Order must be maintained. If Palestinians start getting killed against the regulations, we’ll lose control, all the more so if they continue to seek their deaths at the hands of settlers.
According to the legitimate division of labor, only the army is allowed to kill, to close areas, to prevent passage, to demolish homes or detain civilians. The army is the only entity covered by that thick protective layer known as “reasons of security.”
And when a settler kills a Palestinian, the serious offense isn’t the killing, it’s undermining the army’s monopoly on the use of violence. Ignoring such an important deviation, which is reflected in neglecting to investigate, indifference toward the crime or turning a blind eye, means agreeing to widen the right to kill from those who are authorized “by law” to those who want to kill.
Such a step might confuse the Palestinians, who have gotten used to the fact that a criminal investigation isn’t part of the agreements and consensus between them and the occupier.
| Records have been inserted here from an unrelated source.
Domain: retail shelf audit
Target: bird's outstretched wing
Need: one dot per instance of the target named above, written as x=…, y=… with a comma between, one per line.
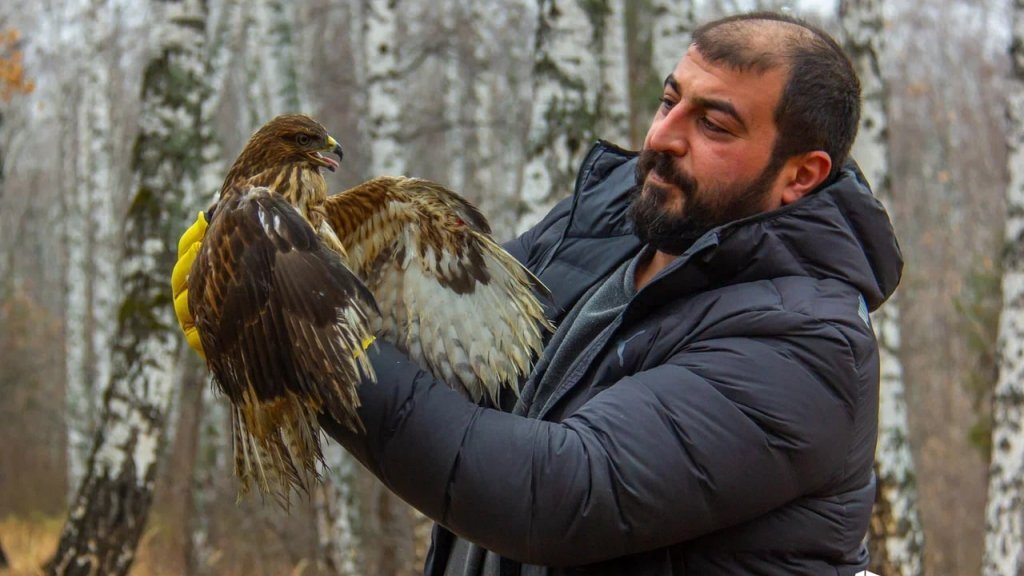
x=282, y=321
x=450, y=295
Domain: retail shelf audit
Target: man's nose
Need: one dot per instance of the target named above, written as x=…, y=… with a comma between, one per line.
x=669, y=133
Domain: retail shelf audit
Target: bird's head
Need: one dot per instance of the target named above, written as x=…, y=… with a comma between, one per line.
x=288, y=139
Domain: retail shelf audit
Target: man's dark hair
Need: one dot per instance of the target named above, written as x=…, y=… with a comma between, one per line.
x=819, y=108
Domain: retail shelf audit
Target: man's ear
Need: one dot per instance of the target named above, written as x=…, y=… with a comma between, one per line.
x=803, y=173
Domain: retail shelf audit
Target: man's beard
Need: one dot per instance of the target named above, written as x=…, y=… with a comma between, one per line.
x=674, y=232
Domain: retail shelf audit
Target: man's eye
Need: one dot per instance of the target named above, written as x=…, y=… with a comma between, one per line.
x=712, y=127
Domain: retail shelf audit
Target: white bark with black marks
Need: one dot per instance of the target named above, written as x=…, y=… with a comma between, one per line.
x=110, y=510
x=896, y=537
x=1005, y=513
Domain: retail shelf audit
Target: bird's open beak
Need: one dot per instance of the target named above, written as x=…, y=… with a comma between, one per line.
x=336, y=148
x=332, y=148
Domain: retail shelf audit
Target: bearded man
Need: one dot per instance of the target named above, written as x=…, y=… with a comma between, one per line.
x=709, y=403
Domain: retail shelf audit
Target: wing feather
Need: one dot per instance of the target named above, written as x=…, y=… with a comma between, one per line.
x=282, y=321
x=452, y=297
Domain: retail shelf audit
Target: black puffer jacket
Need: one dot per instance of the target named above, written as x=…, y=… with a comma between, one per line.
x=727, y=425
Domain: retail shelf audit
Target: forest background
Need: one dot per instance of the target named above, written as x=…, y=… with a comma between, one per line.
x=119, y=117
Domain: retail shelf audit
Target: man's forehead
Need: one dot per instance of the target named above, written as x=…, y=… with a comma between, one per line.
x=694, y=73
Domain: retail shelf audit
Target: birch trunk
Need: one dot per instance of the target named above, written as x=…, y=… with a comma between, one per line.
x=1005, y=515
x=88, y=222
x=896, y=539
x=564, y=104
x=272, y=80
x=370, y=515
x=338, y=542
x=674, y=24
x=382, y=79
x=110, y=510
x=613, y=99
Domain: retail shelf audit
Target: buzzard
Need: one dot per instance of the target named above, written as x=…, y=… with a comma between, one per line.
x=291, y=285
So please, investigate quickly and find some guilty party before the system crashes. Because without an investigation, someone might wonder whether the norms and procedures themselves are legal, whether the settlers’ use of firearms is legal. They might even think the settlers' living in the territories isn’t exactly based on the law.
Every self-respecting mafia organization has arbitrators who decide whether the murder of a rival was “legal,” whether the bomb placed under the car was done based on the rules for settling accounts. The arbitrators’ job is to find out the truth, because a mafia that doesn’t operate according to the rules loses control over its members and is likely to collapse.
The police must play the game, maybe even involve the Shin Bet security service, because they have to demonstrate seriousness, fill out forms and examine the evidence, if only to let them stand there with a sad expression and say “there is no basis for prosecution.” They must investigate because that’s the only way to grant the settlers the right to kill. Without it they remain unlicensed hit men.
After all, an investigation is also allowed to reach a convenient dead end, or render the crime kosher. Without it the settlers will turn into people who take the illegal law into their hands, and they will lose their status as the writers of the laws. Put on a good show, and let’s get this over with. Incidentally, the name of the man who was killed is Hamdi Talib Naasan.